Gewalt gegen den Hals Mann hatte seine Frau getötet: Knast in Burg öffnet die Liebeszellen wieder
Nach dem Tod einer Frau beim Besuch ihres inhaftierten Mannes nimmt die JVA Burg besondere Besuchsräume, die sogenannten Liebeszellen, wieder in Betrieb. Was dort künftig anders gemacht wird, ist derzeit unklar.

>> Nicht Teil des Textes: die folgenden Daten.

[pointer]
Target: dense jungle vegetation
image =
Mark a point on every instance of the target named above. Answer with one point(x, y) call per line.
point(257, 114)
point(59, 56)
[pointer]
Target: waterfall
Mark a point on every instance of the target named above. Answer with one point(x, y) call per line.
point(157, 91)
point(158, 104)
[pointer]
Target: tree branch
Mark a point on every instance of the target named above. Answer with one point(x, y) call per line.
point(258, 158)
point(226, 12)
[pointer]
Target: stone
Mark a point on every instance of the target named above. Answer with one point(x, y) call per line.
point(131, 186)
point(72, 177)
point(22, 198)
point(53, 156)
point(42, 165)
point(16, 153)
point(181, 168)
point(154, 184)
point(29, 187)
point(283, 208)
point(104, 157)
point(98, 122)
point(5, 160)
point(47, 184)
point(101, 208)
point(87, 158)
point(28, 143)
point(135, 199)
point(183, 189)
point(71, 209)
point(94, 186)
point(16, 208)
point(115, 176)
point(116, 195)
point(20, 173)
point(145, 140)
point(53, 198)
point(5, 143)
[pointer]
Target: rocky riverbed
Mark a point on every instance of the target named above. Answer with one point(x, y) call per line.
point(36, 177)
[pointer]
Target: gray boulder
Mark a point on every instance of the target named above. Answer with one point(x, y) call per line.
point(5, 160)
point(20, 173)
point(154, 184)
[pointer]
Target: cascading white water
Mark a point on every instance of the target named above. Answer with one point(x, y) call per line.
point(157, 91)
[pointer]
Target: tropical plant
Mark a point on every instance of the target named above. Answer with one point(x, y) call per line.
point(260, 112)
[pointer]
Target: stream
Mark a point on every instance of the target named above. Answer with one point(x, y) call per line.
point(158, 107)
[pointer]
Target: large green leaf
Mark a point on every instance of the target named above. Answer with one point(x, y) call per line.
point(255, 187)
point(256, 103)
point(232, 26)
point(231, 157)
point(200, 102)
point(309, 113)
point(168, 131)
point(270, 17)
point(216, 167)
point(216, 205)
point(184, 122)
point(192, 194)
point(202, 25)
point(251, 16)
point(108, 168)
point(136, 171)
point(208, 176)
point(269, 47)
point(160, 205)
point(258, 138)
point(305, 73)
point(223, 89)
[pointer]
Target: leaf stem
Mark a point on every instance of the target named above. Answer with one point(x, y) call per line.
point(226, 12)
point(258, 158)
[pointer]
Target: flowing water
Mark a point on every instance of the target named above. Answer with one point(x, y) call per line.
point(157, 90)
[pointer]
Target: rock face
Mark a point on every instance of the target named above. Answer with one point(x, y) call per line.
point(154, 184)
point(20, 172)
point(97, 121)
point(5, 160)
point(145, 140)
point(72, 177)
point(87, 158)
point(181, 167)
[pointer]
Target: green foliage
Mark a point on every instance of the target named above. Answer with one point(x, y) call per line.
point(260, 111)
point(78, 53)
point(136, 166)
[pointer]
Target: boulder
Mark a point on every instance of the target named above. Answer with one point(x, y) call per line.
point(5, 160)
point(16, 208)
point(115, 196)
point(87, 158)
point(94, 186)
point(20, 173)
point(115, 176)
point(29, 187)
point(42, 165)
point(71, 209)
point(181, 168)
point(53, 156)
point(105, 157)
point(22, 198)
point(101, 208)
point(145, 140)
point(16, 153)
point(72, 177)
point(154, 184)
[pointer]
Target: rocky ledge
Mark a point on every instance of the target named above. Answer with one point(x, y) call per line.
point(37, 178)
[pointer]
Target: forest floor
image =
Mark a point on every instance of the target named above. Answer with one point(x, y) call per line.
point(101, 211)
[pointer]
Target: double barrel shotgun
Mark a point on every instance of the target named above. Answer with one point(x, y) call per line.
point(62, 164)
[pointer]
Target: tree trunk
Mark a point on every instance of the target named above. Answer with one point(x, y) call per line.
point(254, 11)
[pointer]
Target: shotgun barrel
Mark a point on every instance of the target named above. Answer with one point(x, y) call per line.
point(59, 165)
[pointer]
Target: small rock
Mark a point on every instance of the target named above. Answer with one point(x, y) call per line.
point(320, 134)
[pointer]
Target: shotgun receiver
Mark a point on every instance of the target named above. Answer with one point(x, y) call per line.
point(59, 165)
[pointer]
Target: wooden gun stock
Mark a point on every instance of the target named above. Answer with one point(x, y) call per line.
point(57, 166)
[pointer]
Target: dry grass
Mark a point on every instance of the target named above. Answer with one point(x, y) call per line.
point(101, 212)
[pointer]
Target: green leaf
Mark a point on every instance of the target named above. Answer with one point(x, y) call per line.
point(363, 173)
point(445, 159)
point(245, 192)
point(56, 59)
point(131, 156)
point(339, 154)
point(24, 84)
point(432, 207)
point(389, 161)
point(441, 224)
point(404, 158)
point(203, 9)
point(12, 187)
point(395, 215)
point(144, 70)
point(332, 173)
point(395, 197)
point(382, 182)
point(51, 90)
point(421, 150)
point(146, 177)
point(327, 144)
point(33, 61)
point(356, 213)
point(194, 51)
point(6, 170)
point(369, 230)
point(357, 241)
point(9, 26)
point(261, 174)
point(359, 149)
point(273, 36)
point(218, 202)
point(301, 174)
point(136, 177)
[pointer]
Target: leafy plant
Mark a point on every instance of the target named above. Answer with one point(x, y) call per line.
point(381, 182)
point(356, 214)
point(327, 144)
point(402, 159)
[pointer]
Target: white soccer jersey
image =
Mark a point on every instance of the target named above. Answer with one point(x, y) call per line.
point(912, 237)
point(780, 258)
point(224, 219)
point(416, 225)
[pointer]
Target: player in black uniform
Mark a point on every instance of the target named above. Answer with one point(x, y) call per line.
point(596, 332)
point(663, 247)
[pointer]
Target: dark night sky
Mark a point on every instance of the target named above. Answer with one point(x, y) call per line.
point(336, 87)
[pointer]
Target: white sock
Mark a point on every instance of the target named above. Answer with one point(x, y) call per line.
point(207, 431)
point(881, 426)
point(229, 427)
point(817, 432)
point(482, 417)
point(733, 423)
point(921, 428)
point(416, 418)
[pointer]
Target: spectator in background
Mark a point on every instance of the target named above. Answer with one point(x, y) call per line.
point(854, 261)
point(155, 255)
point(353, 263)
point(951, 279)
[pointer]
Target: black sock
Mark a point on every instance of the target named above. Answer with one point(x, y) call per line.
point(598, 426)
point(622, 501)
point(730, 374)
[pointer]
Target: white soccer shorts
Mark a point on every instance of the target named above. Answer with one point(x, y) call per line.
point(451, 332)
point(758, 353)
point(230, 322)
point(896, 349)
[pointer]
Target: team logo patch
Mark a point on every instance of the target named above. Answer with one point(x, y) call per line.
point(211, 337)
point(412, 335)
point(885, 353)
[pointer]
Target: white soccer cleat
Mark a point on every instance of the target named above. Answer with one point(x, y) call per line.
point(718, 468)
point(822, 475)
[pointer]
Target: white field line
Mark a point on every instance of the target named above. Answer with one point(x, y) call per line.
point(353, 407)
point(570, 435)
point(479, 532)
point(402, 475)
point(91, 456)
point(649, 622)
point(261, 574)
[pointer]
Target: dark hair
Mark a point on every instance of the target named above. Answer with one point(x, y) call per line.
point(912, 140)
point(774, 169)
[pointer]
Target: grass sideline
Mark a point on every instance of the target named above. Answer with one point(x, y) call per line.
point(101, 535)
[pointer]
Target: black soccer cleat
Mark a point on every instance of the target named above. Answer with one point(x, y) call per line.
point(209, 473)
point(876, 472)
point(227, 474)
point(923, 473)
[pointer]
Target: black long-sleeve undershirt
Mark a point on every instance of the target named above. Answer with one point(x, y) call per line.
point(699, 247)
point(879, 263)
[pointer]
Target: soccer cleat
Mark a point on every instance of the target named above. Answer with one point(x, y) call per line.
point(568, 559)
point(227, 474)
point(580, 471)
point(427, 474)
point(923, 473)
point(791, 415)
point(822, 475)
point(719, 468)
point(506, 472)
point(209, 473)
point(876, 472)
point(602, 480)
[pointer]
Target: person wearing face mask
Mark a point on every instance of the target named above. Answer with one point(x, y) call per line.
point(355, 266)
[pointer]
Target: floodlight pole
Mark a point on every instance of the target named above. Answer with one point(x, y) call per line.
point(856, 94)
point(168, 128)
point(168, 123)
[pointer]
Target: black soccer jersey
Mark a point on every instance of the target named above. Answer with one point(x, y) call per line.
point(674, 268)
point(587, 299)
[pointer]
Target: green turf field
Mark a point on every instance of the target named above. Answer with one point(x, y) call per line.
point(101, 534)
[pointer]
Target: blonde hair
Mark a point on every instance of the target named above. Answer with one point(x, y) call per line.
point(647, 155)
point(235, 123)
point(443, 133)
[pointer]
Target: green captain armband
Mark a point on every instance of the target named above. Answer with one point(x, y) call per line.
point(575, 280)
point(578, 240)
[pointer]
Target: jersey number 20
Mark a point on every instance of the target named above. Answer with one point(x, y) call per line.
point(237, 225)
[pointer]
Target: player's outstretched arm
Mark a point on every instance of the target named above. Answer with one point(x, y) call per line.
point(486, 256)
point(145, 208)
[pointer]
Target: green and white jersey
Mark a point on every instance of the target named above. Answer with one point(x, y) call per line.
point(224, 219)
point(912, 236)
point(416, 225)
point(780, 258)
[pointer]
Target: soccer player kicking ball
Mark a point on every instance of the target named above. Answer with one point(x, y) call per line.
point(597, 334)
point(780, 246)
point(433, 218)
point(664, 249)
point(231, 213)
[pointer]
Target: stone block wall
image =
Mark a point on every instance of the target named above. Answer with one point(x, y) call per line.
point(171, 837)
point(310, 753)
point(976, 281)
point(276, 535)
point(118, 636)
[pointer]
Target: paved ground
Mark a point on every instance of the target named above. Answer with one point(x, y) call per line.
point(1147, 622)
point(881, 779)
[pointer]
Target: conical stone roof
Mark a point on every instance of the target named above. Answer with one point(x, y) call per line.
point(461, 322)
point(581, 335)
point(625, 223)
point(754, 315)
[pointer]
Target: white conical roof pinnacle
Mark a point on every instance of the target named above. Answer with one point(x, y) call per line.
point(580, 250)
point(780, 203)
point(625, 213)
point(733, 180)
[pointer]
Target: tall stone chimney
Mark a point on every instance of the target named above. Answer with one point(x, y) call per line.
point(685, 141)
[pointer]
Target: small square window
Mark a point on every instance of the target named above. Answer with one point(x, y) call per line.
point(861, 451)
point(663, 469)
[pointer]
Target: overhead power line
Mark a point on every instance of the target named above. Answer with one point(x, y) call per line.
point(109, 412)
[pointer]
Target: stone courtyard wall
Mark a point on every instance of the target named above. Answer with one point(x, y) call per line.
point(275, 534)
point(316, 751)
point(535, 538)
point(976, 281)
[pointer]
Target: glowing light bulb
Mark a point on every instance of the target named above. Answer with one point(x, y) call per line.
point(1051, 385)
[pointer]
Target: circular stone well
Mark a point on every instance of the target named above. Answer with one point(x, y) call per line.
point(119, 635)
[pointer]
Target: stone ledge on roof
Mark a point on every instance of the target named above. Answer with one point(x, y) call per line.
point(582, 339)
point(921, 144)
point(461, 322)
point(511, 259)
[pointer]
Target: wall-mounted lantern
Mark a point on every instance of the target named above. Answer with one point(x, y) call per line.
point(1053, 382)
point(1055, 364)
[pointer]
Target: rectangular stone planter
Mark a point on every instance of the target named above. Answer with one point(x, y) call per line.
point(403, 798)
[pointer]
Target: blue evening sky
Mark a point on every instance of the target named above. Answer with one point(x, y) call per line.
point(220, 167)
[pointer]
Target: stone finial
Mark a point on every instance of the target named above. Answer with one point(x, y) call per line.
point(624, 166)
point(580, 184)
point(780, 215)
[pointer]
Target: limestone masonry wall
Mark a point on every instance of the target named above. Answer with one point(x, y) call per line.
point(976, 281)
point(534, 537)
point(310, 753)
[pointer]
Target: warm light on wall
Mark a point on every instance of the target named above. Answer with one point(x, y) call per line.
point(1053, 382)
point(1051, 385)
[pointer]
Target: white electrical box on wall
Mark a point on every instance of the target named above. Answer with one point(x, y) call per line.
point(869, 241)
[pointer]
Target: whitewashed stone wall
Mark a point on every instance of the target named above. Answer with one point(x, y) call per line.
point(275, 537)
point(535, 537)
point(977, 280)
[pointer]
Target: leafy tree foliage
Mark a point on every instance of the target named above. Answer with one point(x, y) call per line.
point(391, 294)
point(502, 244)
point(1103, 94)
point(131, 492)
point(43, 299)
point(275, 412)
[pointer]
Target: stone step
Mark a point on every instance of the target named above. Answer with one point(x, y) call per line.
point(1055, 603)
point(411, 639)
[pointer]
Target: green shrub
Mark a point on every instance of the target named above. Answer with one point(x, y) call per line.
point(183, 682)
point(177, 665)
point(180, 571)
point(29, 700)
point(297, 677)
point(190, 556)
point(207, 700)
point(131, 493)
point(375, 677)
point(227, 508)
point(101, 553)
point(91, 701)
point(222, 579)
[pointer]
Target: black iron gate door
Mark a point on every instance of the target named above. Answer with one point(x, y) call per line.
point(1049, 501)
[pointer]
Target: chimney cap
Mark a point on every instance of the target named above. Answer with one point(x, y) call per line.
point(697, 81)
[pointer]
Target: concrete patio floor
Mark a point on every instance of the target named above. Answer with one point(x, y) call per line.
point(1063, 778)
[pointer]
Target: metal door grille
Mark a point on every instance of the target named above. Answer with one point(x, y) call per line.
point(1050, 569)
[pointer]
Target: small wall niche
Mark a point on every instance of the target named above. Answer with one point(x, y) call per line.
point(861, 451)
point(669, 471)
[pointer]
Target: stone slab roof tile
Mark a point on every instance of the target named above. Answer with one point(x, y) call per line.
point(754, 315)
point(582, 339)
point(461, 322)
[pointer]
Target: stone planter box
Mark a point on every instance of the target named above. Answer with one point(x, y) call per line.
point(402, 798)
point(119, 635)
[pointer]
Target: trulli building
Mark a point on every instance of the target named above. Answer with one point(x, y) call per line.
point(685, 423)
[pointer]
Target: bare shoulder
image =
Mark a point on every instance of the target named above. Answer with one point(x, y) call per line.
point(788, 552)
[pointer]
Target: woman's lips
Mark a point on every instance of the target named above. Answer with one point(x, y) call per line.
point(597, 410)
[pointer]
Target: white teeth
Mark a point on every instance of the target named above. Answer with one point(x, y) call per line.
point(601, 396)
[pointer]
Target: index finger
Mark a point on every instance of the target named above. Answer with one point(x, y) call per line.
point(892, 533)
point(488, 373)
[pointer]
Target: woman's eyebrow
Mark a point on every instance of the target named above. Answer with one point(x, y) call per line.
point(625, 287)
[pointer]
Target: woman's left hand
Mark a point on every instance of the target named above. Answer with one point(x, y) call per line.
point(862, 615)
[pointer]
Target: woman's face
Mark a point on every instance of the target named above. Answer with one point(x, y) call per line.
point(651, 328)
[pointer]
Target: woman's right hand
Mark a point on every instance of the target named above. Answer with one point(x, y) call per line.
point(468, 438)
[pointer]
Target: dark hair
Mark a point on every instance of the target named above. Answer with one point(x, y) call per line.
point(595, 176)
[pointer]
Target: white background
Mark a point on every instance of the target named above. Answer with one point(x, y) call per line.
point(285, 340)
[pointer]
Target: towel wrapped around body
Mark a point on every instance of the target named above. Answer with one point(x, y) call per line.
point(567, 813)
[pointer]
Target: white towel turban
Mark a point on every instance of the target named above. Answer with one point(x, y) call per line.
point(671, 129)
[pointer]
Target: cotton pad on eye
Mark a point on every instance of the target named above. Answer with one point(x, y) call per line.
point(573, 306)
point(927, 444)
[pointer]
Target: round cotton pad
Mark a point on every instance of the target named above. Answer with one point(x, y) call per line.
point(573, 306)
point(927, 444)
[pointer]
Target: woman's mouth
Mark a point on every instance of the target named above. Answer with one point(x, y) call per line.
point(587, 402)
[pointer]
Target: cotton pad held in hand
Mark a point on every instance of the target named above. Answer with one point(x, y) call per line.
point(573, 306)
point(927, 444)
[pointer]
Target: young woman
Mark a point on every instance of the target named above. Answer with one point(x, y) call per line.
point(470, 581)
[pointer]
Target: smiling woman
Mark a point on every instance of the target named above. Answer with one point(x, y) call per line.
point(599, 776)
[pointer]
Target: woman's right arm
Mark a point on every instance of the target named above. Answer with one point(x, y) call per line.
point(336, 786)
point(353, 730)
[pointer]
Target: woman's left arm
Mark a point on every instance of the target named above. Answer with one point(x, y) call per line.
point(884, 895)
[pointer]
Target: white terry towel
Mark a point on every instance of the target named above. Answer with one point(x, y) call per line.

Burg. – Die Justizvollzugsanstalt Burg öffnet ihre sogenannten Liebeszellen wieder für Häftlinge und deren Besuch. Nach dem Tod einer Frau während eines Besuchs bei ihrem inhaftierten Mann in einer solchen Zelle waren die Räume im April zunächst nicht mehr zugänglich gemacht worden.
Der Häftling soll seine Frau umgebracht haben, er war Anfang Oktober wegen Totschlags angeklagt worden. Eine Obduktion hatte ergeben, dass die Frau aus dem Altmarkkreis Salzwedel durch Gewalt gegen den Hals ums Leben kam.
Liebeszellen im Gefängnis Burg seit Oktober wieder offen
Wie das Justizministerium bestätigte, werden die Räume seit Oktober wieder regulär genutzt. Nachdem die JVA ihr Konzept überarbeitet habe, gebe es dafür allerdings neue Regeln.
Zu Details machte das Ministerium "aus Gründen der Aufrechterhaltung der Sicherheit und Ordnung" jedoch keine Angaben, wie ein Sprecher mitteilte. Die geltende Rechtslage schreibe vor, dass es in den Zellen keine Kameraüberwachung geben dürfe, so der Ministeriumssprecher.